Researchers from Perm National Research Polytechnic University in Russia, collaborating with colleagues at Jiangxi University of Science and Technology in China, have explored a promising new pathway to enhance the extraction of potassium in fertilizer production. The university press office reported the development to socialbites.ca. Potassium remains a cornerstone nutrient in modern agriculture, primarily sourced from sylvinite ores through flotation, a separation process that yields potassium chloride alongside sodium chloride. To drive efficiency, specialized reagents are employed, yet certain physicochemical limitations of these substances hinder performance and raise costs.
In the joint study, the teams placed the reagents inside an ultrasonic chamber and subjected them to acoustic waves across a range of powers—from 168 up to 420 watts—for a duration of 150 seconds. After treatment, researchers evaluated how the changes in the reagents influenced the buoyancy and separation quality of potash ore particles. The findings indicate that ultrasound can alter key properties of the reagents. For instance, ultrasonication can reduce the size of large molecular aggregates and modify the solution’s charge potential, both factors that influence how particles behave in flotation media. These changes correlated with improved separation performance, particularly at a processing power of 252 watts, which yielded the most favorable results in the experiments.
Looking ahead, the team envisions verifying these gains under pilot industrial conditions to assess scalability, robustness, and economic viability in real production lines. If pilot tests succeed, the ultrasound-assisted approach could become a practical option for mining and chemical processing facilities seeking lower reagent usage and higher ore recovery rates.

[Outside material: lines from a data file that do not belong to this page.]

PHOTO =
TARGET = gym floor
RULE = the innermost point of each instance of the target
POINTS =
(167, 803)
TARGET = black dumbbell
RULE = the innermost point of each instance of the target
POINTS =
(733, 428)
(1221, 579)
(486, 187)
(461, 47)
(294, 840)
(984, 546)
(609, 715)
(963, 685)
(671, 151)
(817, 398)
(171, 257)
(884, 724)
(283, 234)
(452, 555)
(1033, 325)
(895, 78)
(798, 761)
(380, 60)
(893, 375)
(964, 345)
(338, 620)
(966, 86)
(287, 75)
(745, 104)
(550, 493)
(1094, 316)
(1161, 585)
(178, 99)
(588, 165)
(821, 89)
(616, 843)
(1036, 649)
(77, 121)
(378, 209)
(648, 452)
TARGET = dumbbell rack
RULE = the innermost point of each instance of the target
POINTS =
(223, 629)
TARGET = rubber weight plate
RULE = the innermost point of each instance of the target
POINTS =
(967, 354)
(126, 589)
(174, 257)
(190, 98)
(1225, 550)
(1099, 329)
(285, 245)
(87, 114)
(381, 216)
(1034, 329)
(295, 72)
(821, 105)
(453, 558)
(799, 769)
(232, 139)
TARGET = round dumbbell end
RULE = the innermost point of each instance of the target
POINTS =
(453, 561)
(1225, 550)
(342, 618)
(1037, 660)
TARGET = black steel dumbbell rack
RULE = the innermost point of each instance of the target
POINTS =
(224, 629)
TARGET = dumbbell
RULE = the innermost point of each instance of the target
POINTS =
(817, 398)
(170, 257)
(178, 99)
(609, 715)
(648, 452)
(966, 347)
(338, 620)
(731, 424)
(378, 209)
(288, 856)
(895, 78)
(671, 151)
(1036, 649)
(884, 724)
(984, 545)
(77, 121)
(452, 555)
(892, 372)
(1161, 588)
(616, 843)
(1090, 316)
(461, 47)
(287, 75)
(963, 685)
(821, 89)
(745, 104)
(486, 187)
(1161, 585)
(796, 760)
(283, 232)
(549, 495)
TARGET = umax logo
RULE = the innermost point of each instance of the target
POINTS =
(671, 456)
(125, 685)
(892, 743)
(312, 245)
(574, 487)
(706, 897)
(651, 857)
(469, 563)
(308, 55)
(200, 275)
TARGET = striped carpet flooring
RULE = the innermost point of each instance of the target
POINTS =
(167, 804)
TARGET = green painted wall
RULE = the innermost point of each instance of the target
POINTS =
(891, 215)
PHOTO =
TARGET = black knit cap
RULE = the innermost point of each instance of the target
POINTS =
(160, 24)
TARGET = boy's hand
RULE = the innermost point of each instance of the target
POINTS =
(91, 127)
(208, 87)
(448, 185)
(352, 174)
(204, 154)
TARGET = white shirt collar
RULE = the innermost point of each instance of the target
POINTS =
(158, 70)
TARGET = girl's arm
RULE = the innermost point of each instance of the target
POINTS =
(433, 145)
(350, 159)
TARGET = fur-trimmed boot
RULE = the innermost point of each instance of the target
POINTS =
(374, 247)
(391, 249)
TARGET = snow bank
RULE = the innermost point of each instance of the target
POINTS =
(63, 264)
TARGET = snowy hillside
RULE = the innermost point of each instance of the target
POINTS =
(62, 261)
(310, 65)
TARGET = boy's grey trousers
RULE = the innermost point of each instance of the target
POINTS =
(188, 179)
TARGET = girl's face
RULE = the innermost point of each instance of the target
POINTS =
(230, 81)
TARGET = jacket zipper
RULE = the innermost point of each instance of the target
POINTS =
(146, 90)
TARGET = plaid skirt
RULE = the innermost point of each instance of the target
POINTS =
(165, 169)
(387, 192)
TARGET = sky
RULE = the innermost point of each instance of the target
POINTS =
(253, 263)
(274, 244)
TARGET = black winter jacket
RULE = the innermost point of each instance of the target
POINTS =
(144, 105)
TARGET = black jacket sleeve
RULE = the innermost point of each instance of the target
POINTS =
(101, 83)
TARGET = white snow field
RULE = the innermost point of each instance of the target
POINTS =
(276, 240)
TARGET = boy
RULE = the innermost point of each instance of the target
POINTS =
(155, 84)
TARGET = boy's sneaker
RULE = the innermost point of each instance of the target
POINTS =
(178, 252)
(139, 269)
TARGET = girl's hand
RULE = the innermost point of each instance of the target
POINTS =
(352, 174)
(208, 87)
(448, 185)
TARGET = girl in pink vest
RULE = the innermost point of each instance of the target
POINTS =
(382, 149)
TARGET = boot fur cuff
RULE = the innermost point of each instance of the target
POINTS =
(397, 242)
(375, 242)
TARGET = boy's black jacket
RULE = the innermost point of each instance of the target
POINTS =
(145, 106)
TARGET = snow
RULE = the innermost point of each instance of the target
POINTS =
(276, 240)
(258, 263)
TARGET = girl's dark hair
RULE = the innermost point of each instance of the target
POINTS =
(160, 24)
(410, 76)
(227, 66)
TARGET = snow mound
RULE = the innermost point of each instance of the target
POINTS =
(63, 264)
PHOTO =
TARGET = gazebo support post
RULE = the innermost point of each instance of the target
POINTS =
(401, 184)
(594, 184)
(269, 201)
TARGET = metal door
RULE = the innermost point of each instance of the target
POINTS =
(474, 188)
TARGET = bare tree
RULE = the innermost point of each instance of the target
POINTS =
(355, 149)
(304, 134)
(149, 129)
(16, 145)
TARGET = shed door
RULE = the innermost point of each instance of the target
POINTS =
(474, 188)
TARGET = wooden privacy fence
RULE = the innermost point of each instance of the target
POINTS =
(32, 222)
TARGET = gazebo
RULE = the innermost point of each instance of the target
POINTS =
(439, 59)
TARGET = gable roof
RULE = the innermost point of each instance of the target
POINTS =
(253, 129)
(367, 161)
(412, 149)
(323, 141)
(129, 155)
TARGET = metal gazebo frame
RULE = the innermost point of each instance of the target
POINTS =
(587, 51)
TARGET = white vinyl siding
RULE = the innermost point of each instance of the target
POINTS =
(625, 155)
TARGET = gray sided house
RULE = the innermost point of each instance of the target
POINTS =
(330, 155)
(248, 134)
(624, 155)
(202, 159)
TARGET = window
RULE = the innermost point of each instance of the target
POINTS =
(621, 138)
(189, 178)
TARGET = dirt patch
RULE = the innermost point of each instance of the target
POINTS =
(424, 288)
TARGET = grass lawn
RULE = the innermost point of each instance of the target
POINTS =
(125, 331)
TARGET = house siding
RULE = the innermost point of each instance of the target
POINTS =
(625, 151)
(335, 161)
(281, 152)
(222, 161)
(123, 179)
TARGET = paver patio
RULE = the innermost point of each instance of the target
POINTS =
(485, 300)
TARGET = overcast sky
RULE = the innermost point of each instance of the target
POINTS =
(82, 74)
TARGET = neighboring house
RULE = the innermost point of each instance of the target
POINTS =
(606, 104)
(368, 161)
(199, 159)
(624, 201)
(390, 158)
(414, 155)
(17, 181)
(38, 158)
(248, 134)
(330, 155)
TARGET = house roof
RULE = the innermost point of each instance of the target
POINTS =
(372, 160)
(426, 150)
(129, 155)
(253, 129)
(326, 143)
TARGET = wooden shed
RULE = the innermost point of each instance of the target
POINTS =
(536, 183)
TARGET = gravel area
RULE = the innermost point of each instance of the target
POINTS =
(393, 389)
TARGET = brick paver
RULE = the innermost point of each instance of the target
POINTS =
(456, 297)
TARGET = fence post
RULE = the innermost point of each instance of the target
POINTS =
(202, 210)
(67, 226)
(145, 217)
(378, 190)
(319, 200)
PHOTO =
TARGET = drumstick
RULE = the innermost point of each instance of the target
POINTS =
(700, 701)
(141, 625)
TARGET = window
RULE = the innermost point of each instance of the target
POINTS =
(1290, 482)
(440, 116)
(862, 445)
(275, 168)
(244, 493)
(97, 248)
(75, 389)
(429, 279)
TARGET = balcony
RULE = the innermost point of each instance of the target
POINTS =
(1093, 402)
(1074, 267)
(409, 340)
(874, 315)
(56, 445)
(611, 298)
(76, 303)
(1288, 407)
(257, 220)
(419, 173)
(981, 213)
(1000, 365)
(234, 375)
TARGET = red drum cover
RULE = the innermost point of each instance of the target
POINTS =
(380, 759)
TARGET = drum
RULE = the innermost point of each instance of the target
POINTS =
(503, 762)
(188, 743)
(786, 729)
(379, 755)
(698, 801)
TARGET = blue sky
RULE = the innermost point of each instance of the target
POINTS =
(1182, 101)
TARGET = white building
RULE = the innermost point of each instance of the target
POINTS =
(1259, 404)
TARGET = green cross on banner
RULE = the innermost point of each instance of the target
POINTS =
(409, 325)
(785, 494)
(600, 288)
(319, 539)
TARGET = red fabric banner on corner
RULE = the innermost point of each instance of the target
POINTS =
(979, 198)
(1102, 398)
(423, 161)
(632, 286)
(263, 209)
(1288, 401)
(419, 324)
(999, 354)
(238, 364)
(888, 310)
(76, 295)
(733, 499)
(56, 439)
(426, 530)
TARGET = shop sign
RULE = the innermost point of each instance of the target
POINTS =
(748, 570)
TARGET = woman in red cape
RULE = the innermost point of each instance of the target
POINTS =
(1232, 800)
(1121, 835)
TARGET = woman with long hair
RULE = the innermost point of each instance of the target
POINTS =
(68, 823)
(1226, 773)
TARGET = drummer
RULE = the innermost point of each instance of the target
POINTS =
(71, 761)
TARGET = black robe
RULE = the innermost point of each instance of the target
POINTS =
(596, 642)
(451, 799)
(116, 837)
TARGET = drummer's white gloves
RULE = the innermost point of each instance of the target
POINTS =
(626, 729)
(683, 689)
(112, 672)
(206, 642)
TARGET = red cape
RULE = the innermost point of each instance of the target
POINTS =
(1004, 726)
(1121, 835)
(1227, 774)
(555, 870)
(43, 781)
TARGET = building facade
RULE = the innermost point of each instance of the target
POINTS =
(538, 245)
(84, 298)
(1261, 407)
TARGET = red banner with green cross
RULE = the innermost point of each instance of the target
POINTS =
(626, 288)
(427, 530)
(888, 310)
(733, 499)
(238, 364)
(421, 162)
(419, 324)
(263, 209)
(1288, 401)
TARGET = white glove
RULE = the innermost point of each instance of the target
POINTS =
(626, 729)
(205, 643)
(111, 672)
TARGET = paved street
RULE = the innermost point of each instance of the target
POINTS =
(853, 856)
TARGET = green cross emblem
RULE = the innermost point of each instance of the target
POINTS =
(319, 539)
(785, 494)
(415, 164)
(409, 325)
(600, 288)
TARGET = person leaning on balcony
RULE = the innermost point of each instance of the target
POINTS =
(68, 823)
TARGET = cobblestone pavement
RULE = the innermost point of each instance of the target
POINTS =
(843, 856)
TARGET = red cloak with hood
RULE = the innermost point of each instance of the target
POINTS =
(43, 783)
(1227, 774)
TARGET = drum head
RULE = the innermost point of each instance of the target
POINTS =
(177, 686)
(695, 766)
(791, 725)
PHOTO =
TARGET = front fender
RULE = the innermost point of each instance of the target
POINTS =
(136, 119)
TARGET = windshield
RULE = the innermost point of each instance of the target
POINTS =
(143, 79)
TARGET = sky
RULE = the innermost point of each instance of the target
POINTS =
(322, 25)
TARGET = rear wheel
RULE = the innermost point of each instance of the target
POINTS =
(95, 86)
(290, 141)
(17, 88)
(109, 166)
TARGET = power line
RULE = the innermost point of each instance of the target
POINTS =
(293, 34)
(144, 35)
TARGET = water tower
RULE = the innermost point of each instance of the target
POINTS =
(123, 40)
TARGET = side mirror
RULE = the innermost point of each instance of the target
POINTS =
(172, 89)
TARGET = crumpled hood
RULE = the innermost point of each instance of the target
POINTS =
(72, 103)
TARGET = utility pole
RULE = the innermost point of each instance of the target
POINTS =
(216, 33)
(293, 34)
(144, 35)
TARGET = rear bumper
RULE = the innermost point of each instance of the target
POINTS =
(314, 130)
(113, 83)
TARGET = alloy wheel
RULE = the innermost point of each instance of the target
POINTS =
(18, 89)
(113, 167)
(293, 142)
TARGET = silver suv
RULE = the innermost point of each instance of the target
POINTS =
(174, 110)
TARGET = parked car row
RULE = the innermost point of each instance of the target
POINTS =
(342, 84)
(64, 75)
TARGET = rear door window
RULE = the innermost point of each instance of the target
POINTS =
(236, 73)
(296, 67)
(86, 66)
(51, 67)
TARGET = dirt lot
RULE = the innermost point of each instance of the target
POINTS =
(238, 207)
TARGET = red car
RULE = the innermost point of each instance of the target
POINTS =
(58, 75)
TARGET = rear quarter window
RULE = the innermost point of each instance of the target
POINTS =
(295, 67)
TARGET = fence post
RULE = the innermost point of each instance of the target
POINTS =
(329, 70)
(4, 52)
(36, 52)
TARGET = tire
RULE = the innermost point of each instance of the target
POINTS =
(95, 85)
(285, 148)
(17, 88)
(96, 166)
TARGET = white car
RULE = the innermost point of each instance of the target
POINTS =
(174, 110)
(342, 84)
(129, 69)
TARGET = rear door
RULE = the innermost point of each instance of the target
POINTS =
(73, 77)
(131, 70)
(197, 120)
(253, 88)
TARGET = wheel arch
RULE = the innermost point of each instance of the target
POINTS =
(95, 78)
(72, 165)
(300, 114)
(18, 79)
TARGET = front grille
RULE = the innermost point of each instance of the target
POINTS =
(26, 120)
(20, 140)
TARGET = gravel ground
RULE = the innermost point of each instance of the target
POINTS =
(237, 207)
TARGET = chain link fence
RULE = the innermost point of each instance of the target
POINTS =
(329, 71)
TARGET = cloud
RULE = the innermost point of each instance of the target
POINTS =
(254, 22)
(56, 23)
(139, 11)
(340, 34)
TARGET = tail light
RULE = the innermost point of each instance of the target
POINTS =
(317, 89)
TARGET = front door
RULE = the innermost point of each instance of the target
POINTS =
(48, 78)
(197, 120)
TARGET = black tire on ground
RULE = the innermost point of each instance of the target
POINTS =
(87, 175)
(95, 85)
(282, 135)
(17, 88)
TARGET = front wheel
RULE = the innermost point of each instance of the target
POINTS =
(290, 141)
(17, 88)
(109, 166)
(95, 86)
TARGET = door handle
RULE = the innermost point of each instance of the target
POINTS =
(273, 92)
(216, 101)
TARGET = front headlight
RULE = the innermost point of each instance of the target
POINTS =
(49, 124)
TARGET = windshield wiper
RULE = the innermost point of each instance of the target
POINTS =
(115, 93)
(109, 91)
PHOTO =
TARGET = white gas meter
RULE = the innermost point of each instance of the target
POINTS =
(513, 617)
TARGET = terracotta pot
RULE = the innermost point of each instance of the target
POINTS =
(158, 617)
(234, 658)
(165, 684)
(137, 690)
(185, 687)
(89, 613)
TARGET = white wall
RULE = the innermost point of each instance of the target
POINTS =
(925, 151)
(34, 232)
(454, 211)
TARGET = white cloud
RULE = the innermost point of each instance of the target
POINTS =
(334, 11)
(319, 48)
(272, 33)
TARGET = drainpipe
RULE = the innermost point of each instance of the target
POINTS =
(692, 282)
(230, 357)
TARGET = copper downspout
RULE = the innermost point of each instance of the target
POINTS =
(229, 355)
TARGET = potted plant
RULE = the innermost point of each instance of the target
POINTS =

Earlier, scientists from Siberia proposed a method for extracting minerals from extraterrestrial bodies such as the Moon and Mars, reflecting a broader interest in expanding mineral processing techniques beyond Earth. The current work adds to this broader trend by showing how sound-based processing can tune material interactions in flotation systems, potentially broadening the toolkit available to potassium producers in North America and beyond.